Вчера, позавчера… - [129]

Шрифт
Интервал

Зимой 21—22-го года, нередко глухим, темным утром раздавался стук в дверь комнаты, которую я занимал в Доме искусств. Входил Добужинский.

— Я не помешал? — понимающе хитро улыбался он, озираясь на неприбранную кровать. — Я к вам пораньше, чтобы застать. Елизавета Осиповна раздобыла нечто мучное, и у нас будут лепешки! — Он многозначительно, сценически комедийно поднимал палец выше головы. — В четыре часа! Не опаздывать. — Улыбаясь, он кидал взгляд на две подушки, лежащие рядом, и, по-актерски сделав лицо «разгадавшего тайну», быстро удалялся.

Я теперь, как это ни странно, со счастливым чувством вспоминаю эти суровые, холодные и голодные зимы — они согреты были теплом хороших человеческих душ!

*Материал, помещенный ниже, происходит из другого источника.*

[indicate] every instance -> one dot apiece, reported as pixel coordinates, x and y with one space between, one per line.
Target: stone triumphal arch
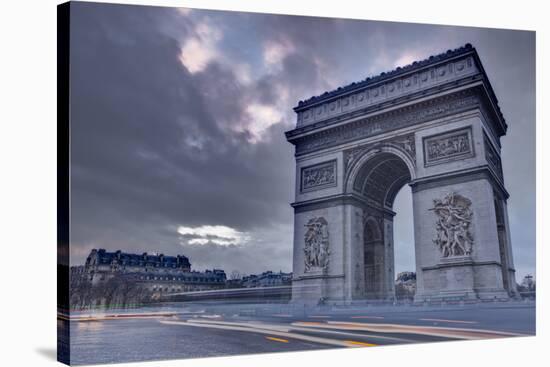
434 125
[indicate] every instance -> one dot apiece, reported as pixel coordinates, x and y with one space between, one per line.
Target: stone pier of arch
434 125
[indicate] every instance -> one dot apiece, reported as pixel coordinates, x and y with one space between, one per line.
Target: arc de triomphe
435 125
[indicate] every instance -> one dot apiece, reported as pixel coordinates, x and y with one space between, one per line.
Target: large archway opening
380 177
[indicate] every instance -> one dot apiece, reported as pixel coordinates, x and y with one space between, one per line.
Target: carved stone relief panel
318 176
448 146
316 245
454 217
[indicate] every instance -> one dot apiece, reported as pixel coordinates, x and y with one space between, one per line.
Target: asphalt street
220 330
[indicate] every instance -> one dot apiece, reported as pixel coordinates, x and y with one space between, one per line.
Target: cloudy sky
178 120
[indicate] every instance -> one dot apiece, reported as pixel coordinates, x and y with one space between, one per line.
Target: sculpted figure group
316 249
453 236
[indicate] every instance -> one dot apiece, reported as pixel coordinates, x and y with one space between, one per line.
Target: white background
28 181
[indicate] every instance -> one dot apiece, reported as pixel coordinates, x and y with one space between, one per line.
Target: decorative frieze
454 217
390 89
389 121
448 146
318 176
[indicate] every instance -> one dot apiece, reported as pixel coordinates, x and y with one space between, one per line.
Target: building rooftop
399 71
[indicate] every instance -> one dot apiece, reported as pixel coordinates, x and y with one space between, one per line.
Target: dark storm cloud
157 144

Нередко спрашивают: как мог такой человек и художник, как Добужинский, с обостренным чувством долга, относящийся к своему делу с максимальной требовательностью, переделывающий по нескольку раз эскизы, чтобы достигнуть наиболее сильного воплощения своих замыслов, не прощающий себе ни одной приблизительности, ни одной неточности, будь то графика или театральные эскизы, или рисунки с натуры, наконец, человек, полностью отдающий себе отчет в том, что он несет искусство народу и сознающий свою ответственность перед этим народом, — как он мог покинуть свою Родину навсегда?!

Мстислав Валерианович просто испугался бы этой фразы…

Он ведь и не думал, что покидает, а не просто уезжает, не думал, что он лишается Родины и что это произойдет навсегда. Сейчас прошло много времени с 20-х годов, и не все факты могут быть поняты в том психологическом аспекте, в котором понимались тогда. До войны 1914 года люди уезжали за границу и приезжали оттуда «запросто». К этому относились очень просто, как к поездке петербуржца в Москву. Брали билет и ехали. И в начале 20-х годов многие из уезжавших думали: «Поживем годика два-три за границей, пускай тут наладится жизнь, возникнет больше возможностей для развития культуры, мы тогда и вернемся». Слово «навсегда» даже и не возникало в сознании отъезжающего.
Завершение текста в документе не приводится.